SLOCUM ET MOI

Vers une compréhension mutuelle entre fils et père

L’après-guerre des années 50. Dans leur petit pavillon, aux bords de la Marne, François, adolescent de 11 ans passionné de dessin, a du mal à communiquer avec son père. Il découvre alors que son père, à la place du potager, a décidé de commencer la construction d’un bateau, réplique du voilier du célèbre navigateur Joshua Slocum, décédé au début du XXe siècle. Interessé lui aussi par la mer, il va trouver là un moyen de se rapprocher de celui-ci…

En grande partie autobiographique, le scénario du nouveau film d’animation de Jean-François Laguionie (le très beau "Le Tableau", le sublime "Louise en Hiver", le plus ancien "Le Château des Singes" et sa suite moins réussie "Le Voyage du Prince"), renomme l’auteur François, jeune collégien de 11 ans, attiré par le dessin, et se focalise sur les difficultés de celui-ci, dans l’après guerre, à communiquer avec son père adoptif. Surnommé Slocum (du nom du navigateur qui effectua le premier tour du monde à la voile en solitaire, en plus de 3 ans, à la fin du XIXe siècle), cet homme, rapidement représenté comme taiseux, un béret vissé sur la tête, en permanence la clope au bec, les sourcils froncés, deviendra au fil du film l’objet d’une fine observation, l’auteur se contentant d’une voix-off ponctuelle pour décrire le ressenti du fils. Construisant en contrastes, d’un côté une complicité avec la mère (séances de cinéma d’époque à l’appui…), et de l’autre une relation ambiguë à une figure paternelle rigide mais bienveillante, à laquelle il faut tenter de plaire, dont le lien se fera par leur passion pour la mer, Jean-François Laguionie représente avec juste ce qu’il faut de distance, sa propre évolution dans un monde où les rationnements sont encore en vigueur, et le début d’une reconnaissance et d’un respect mutuel.

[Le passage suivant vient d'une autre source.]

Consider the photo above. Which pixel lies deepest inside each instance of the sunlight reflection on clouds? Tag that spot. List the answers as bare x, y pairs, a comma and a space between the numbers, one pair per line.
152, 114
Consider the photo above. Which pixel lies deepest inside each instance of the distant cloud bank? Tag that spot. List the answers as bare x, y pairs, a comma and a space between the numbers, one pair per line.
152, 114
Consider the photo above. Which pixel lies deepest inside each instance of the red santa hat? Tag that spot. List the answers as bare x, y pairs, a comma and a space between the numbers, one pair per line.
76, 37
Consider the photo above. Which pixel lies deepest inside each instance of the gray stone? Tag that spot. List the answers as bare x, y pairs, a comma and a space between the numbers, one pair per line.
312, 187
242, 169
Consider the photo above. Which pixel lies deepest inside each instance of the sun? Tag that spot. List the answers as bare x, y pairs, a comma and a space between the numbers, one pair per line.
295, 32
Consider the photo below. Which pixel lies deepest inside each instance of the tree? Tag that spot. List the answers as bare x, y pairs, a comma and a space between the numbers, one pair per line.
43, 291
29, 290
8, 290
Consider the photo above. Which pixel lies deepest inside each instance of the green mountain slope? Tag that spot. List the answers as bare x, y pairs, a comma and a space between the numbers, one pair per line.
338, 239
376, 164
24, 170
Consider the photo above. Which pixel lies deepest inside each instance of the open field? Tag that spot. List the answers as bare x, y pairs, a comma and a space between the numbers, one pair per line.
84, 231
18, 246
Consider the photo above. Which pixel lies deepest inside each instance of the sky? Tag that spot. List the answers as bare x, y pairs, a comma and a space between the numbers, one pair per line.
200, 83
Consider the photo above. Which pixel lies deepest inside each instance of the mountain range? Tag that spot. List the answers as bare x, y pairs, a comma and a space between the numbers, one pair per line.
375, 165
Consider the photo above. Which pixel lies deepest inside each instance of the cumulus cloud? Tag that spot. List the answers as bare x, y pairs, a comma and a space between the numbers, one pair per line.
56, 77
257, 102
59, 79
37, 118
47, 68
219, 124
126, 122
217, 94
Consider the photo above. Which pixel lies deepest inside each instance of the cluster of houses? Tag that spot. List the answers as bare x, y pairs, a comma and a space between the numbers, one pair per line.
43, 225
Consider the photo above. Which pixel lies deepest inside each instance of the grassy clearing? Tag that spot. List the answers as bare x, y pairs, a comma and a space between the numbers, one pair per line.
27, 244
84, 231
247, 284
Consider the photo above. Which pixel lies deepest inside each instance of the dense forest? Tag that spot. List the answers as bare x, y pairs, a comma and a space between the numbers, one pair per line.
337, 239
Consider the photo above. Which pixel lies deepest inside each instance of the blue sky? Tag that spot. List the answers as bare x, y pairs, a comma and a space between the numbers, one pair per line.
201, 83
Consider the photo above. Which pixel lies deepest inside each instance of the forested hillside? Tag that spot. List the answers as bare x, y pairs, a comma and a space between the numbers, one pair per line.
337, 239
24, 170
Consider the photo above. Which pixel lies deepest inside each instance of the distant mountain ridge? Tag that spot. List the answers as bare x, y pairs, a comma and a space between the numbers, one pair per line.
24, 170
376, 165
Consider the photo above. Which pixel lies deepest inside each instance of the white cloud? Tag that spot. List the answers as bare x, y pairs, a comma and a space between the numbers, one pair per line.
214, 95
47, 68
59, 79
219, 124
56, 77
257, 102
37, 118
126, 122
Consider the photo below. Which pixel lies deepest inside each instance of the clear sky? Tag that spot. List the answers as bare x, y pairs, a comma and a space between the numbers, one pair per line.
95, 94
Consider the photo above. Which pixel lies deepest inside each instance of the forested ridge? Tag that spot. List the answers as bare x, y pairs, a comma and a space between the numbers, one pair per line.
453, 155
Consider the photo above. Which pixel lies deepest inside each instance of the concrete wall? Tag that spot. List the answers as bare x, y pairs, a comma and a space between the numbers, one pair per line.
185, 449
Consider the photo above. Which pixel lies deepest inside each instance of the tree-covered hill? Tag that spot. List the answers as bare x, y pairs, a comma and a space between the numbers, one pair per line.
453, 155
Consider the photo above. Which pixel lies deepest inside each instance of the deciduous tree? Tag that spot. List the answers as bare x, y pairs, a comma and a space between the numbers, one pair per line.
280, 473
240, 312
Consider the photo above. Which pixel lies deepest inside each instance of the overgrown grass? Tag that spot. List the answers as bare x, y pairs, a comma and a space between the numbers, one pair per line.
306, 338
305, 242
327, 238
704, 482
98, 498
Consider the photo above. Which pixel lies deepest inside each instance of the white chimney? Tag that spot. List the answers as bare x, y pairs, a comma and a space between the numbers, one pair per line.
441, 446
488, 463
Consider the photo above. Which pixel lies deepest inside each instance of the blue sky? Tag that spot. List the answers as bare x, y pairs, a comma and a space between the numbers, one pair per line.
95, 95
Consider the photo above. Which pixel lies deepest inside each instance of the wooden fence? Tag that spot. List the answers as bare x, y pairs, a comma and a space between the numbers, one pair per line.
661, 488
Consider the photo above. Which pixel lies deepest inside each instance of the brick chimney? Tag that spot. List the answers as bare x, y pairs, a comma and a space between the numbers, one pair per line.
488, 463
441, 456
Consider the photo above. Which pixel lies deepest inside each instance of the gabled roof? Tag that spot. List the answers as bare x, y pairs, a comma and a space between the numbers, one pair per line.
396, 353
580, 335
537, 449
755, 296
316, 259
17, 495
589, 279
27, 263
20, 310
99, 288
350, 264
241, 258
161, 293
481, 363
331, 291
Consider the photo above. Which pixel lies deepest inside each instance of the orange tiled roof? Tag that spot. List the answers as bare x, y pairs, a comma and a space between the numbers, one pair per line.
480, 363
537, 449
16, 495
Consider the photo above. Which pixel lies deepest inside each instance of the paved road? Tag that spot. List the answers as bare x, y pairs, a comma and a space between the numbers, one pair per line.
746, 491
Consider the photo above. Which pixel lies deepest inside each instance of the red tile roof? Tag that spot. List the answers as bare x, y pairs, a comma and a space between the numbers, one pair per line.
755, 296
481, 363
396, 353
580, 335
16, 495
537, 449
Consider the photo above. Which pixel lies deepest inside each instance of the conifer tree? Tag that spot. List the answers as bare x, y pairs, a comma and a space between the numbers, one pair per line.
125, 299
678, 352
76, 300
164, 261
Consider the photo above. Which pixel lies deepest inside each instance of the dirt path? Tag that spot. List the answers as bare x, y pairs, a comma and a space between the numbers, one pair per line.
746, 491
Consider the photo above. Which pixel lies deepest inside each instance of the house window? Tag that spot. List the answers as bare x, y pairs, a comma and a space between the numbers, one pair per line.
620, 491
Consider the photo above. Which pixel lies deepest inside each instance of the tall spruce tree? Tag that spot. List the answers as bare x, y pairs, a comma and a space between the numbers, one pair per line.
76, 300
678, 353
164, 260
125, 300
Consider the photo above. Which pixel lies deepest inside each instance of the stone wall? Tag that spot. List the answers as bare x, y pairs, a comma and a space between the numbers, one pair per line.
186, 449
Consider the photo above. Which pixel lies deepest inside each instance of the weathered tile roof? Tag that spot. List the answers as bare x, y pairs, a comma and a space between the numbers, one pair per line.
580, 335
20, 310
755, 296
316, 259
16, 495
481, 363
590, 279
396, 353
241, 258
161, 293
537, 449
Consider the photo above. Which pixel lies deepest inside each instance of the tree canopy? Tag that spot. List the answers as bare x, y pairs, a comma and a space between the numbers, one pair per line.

Avec une technique d’animation traditionnelle aux crayons de couleurs, élégante car permettant les variations dans les niveaux de détail des décors, et visiblement aidée par le numérique pour quelques mouvements des personnages ou le volume de certains objets, "Slocum et Moi" est une œuvre peut-être moins bouleversante que "Louise en Hiver", mais parvient à toucher par son portrait d'une famille et ses dysfonctionnements, vue par le tendre regard d’un adolescent. Fin récit de passage à l'âge adulte, utilisant le chantier du bateau comme une parabole d’un jeune homme qui grandit en même temps, le film nous rend attachants deux personnages en manque de connexion, qui utilisent cet objet comme élément de collaboration, aidant aussi au dénouement de certains non-dits. Un film qui souligne tout de même que l’évasion ou l’accomplissement ne passe pas pour tous, par les mêmes logiques, marquant ainsi une divergence de vue sur la vie, entre ce père et son fils.